Turns out I reinvented redux-act in the end ;)

------
avodonosov
Where I saw the same nullable / non-nullable values: Kotlin.

Bidning animals = cats is problematic only if the collection is mutable.
Forbidding that is too limiting when you work with immutable collections (even
it that's an Array - if you are not going to mutate it).

------
Hurtak
I heard somewhere, that TS class syntax diverged somewhat from the spec. Can
anybody who has insight into the TS tell me what the situation is?

------
DJCordhose
What currently is in TypeScript:
[https://github.com/Microsoft/TypeScript/wiki/What's-new-
in-T...](https://github.com/Microsoft/TypeScript/wiki/What's-new-in-
TypeScript)

------
karmakaze
Flow is more strict than TypeScript as demonstrated by the slides. As such why
not use it as a static checker for TypeScript? I don't see it so much as a vs.
situation.
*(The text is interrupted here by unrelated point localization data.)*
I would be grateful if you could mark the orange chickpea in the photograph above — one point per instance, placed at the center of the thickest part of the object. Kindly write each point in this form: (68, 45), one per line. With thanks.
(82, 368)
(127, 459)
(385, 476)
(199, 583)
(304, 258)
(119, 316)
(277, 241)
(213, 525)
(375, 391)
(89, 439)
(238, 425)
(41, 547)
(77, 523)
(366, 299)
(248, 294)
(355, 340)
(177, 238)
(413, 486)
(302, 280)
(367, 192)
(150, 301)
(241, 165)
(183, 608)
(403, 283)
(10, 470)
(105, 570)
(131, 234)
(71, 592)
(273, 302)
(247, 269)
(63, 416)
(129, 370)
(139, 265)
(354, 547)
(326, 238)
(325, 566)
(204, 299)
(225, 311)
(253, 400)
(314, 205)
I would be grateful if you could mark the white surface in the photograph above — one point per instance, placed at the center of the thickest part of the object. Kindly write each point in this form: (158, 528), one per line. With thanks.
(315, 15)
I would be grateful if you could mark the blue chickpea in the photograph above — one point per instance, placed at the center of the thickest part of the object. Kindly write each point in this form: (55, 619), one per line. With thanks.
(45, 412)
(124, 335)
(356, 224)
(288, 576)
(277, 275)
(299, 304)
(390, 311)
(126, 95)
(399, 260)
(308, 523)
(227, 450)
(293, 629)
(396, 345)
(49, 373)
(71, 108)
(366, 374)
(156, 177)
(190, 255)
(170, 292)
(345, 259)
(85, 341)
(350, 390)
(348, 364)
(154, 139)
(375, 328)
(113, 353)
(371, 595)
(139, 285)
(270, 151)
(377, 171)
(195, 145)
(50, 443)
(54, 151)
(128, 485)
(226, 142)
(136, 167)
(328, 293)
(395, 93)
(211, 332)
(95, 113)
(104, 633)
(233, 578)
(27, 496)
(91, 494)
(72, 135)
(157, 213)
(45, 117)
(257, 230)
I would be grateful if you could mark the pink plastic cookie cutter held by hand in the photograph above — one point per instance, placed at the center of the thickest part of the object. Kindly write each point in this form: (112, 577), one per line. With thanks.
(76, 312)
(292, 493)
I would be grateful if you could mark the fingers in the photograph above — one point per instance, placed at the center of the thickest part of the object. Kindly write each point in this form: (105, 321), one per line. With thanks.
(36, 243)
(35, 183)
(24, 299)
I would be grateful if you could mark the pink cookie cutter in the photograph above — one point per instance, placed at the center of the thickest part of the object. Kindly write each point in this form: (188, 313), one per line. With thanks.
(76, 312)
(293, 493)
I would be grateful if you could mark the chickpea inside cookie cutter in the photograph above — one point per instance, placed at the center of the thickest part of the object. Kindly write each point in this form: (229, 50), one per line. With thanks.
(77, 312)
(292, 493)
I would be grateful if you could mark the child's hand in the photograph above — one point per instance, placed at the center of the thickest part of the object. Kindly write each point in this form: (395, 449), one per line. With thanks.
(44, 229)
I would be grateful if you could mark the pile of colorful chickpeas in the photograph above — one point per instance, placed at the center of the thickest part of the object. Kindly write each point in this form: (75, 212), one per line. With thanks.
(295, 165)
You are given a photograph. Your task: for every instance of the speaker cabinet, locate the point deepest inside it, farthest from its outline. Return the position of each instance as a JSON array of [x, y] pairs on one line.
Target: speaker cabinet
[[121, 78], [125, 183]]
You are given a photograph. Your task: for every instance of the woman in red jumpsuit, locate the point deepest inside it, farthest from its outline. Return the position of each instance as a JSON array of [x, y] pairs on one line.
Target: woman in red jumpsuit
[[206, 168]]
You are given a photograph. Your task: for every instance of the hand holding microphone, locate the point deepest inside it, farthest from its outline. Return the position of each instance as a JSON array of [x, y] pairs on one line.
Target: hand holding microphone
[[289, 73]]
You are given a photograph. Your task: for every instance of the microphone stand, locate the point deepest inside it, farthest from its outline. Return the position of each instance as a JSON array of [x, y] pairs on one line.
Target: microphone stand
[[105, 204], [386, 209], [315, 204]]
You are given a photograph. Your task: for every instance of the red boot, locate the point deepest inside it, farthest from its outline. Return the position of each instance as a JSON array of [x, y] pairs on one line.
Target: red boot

Unless you mean to use the unsafe area in what is valid TypeScript
and invalid Flow.

------
DJCordhose
What TypeScript 2.0 promises:
[https://www.infoq.com/news/2016/04/typescript-2-preview](https://www.infoq.com/news/2016/04/typescript-2-preview)

------
moomin
If you really want good types with your JS, there's always Purescript. (I'm
half serious.)

------
bkad
Love the use of Zenburn in the syntax highlighting :)